I learned the event business at Radio City Music Hall from a mentor, genius, and certified crazy person, who oversaw all the shows the company produced outside the theater. He was as creative as they come. He was a perfectionist who demanded that every detail was addressed. While producing an event at the Waikiki Shell in Honolulu, Barnett Lipton noticed local stagehands carefully hiding Hawaiian Ti leaves around the site. Local tradition suggests that in the right hands, the Ti plant possesses properties that repel evil and bring good luck. One of the elements of luck that Barnett had most hoped for in this humid tropical environment was an evening under the stars without rain, and he was indeed blessed with just such an evening.

We find it easy to believe superstitions when they seem to “work” much of the time. For as long as I worked with Barnett, he insisted we find a local florist, in every city every time we staged an event, to procure a supply of Hawaiian Ti leaves. At first, I thought he was kidding, but he was deadly serious.

Back when the summer and winter Olympics were held the same year, the U.S. Olympic Committee staged an enormous multisport event just for American athletes during the three intervening years, called the U.S. Olympic Festival.
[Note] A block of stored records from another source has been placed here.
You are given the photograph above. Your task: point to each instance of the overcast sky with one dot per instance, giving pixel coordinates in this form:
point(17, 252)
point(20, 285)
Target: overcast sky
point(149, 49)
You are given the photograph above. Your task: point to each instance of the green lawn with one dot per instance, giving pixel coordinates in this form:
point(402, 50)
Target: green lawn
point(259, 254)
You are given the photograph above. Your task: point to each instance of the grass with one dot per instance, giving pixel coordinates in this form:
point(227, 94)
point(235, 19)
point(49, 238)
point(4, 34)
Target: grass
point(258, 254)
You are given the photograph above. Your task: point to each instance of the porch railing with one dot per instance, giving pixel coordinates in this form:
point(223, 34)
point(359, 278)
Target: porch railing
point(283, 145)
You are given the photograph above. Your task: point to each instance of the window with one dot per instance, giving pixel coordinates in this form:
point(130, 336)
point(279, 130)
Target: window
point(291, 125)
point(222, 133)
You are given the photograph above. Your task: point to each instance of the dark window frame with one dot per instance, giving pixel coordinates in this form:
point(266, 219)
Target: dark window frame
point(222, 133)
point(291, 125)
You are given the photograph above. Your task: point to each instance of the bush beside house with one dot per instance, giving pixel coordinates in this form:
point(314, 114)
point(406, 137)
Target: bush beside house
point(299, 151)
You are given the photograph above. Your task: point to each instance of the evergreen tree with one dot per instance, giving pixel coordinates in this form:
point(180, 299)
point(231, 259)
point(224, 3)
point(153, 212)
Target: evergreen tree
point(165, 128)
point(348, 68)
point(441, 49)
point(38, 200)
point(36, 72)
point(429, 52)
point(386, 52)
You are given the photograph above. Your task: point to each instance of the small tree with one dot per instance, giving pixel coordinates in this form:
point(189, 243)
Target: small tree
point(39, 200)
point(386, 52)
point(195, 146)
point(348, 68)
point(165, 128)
Barnett produced the opening and closing ceremonies for the 1989 U.S. Olympic Festival in Norman, Oklahoma, and I was the associate producer in charge of talent. Part of my job was to manage the enormous number of rehearsals during the month leading up to the event. Some of the rehearsals were held at Memorial Stadium; others were held on football fields dotted throughout the area. One evening, we were rehearsing a segment that involved a few hundred local dancers when the skies to our south darkened ominously to a deep purple-black, punctuated by forks and brilliant flashes of lightning and deep rumbles of thunder. An open football field surrounded by metal grandstands is one of the last places you want to be in a thunderstorm, so we stopped the rehearsal and moved everyone to shelter. As powerful as nature’s sound-and-light show was, the storm skittered off somewhere beyond the end zone and we never saw a drop of rain in the stadium. Rehearsals resumed after about 20 minutes. Afterwards, the two-mile drive back to the hotel was sobering. The state road running outside the University of Oklahoma was flooded with deep, nearly impassable ponds of rainwater and covered with thick, heavy tree branches.

Barnett was in the lobby waiting for me and looked relieved when I drove up. A severe microburst had ripped through the area dropping hail and torrential rain. At the stadium, however, we had already hidden Ti leaves at every entrance to the field, under the stage deck, and behind the speaker stacks. Even Barnett was impressed, and you can bet your lucky socks I made sure, without being asked, that there were Hawaiian Ti leaves ready for every event from then on.

I brought that hope with me when I went to work for the NHL, and there were Ti leaves hidden all over the Montreal Forum on the day when the Stanley Cup made its rapid descent to the ice. That was the day that I learned that although plants can do amazing things, like making their own food out of sunlight, at least in my hands they can’t keep bad things from happening. I gave up investing any hope in superstitions, even ones that seemed to work sometimes. More importantly, I realized that the very notion of investing in hope itself is a counterproductive endeavor. I wouldn’t say that giving up hope as a strategy helped me to sleep better. Quite the contrary, it kept me up nights more often. I recognized that hoping a reality into existence isn’t the same as helping it into existence. We can’t really affect the outcome with hope, or truly apply it to being totally prepared for everything that can go wrong—like a winter storm in Montreal or a torrential cloudburst in Oklahoma.